Danny les había contado todo, salvo lo que le sucedió cuando la nieve le dejó bloqueada la entrada del tubo de cemento. Eso, no pudo obligarse a relatarlo. Tampoco sabía con qué palabras expresar la insidiosa, lánguida sensación de terror que lo había invadido cuando oyó que las hojas secas empezaban a crujir, furtivamente, en la fría oscuridad. Pero sí les habló de ese ruido suave que hacía la nieve al desmoronarse. Del león, con la cabeza inclinada y las paletillas tensas por el esfuerzo de salir de la nieve para perseguirlo. Hasta les contó que, hacia el final, el conejo había vuelto la cabeza para vigilarlo.

Estaban los tres en el vestíbulo. Jack había encendido un rugiente fuego en la chimenea. Danny, envuelto en una manta, estaba acurrucado en el sofá donde, hacía como un millón de años, se habían sentado las tres monjas, riéndose como chiquillas mientras esperaban a que disminuyera la cola formada frente al mostrador. Tenía en las manos un jarro con sopa de fideos y, sentada junto a él, Wendy le acariciaba el pelo. Jack se había sentado en el suelo; parecía que sus rasgos hubieran ido cobrando una expresión cada vez más impasible, cada vez más rígida a medida que Danny contaba su historia. En dos ocasiones sacó el pañuelo del bolsillo de atrás del pantalón y se lo pasó por los labios irritados.

—Y entonces me persiguieron —concluyó Danny. Jack se levantó y fue hacia la ventana, donde se quedó dándoles la espalda. El chico miró a su madre—. Me persiguieron todo el camino hasta llegar a la terraza.

Danny se esforzaba en mantener tranquila la voz porque si conseguía mantener la calma, era posible que le creyeran. El señor Stenger no había mantenido la calma; había empezado a llorar sin poder contenerse, de manera que LOS HOMBBRES DE BATA BLANCA habían venido a llevárselo porque si uno no podía dejar de llorar eso significaba que se le habían AFLOJADO LOS TORNILLOS y entonces, ¿cuándo volvería? NADIE LO SABE. El anorak, los pantalones para la nieve y las raquetas estaban sobre el felpudo que había del lado de adentro de la doble puerta.
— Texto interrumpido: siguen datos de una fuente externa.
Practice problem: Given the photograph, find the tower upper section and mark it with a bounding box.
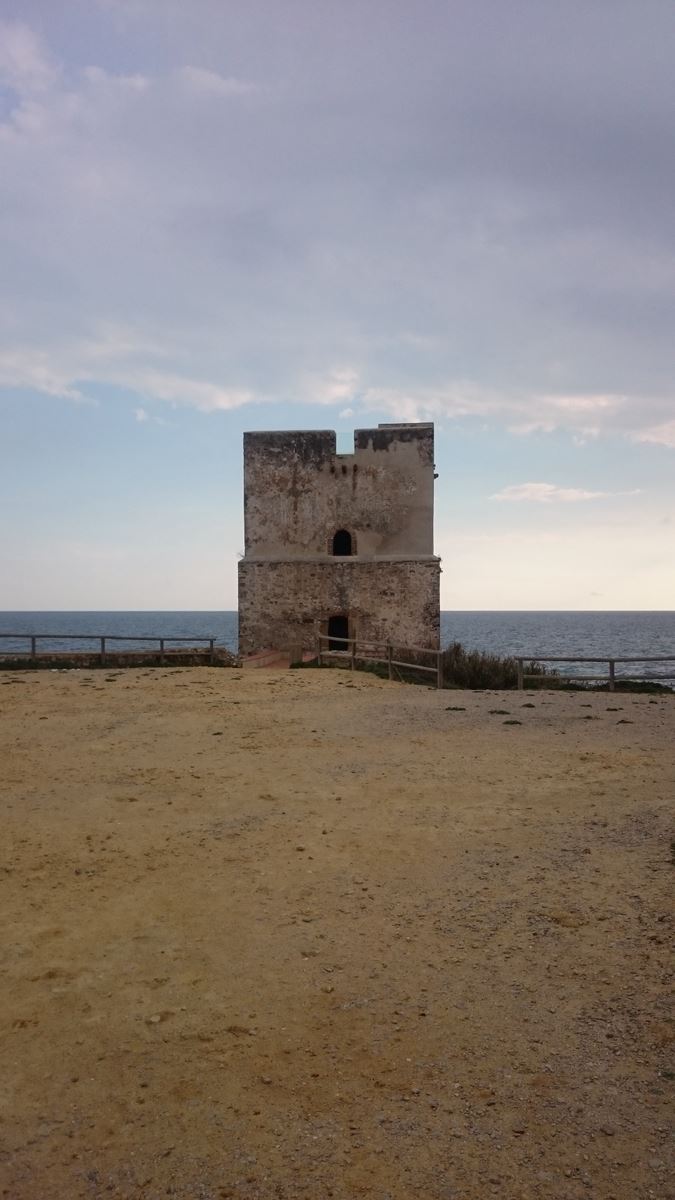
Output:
[244,424,434,559]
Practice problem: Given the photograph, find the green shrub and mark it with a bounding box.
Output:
[443,642,556,691]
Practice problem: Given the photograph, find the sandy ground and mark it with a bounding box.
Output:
[0,668,675,1200]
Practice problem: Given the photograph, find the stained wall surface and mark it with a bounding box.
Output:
[239,558,440,654]
[244,425,434,558]
[234,425,440,654]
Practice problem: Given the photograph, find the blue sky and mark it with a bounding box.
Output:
[0,0,675,610]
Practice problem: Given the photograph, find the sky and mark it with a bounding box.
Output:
[0,0,675,610]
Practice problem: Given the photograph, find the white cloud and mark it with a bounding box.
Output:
[633,421,675,450]
[490,484,639,504]
[178,66,257,96]
[0,10,675,448]
[0,20,58,96]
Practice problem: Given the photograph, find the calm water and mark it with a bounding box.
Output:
[0,612,675,677]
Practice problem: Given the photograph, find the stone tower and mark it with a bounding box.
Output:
[239,425,441,654]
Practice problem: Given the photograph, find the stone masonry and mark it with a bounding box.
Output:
[239,425,440,654]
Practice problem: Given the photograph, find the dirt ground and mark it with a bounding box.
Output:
[0,668,675,1200]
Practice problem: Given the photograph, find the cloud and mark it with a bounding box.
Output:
[634,420,675,450]
[0,0,675,446]
[178,66,256,97]
[0,20,59,96]
[490,484,639,504]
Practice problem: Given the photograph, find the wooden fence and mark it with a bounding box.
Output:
[515,654,675,691]
[317,634,443,688]
[0,634,215,666]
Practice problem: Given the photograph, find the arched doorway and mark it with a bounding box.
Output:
[328,613,350,650]
[333,529,352,558]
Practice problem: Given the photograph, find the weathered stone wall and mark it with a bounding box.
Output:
[244,425,434,558]
[239,558,441,654]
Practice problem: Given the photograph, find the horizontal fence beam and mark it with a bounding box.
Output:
[514,654,675,662]
[317,634,443,688]
[0,634,216,666]
[515,654,675,691]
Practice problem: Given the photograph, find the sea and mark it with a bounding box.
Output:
[0,610,675,682]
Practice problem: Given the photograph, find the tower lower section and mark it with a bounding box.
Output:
[239,556,441,654]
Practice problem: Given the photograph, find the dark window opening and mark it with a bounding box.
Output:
[333,529,352,558]
[328,613,350,650]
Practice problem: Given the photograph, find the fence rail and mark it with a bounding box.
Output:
[0,634,216,666]
[515,654,675,691]
[317,634,443,688]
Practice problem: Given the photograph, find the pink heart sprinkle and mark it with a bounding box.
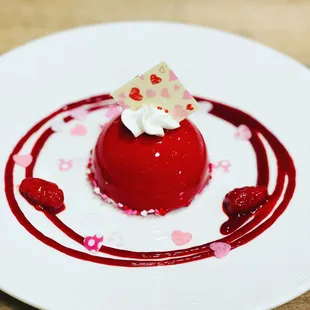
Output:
[169,70,178,81]
[172,104,188,121]
[104,106,121,118]
[117,100,130,110]
[70,124,87,136]
[173,84,180,91]
[70,108,87,121]
[210,242,231,258]
[235,125,252,140]
[161,88,170,98]
[146,89,156,98]
[171,230,193,245]
[13,154,32,168]
[183,90,193,99]
[83,234,103,253]
[118,92,126,99]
(No quiero llorar no me dejaré llorar).

Tal vez eso podría, pensó; lo que no podía era dejar de temblar. Se quedó mirando al fuego, esperando a que su papá dijera algo. Las largas llamas amarillas danzaban en el hueco de piedra del hogar. Una piña estalló ruidosamente y las chispas subieron por la chimenea.

—Danny, ven aquí —Jack se dio la vuelta. Su rostro seguía teniendo esa expresión mortalmente atormentada, que a Danny no le gustó al mirarla.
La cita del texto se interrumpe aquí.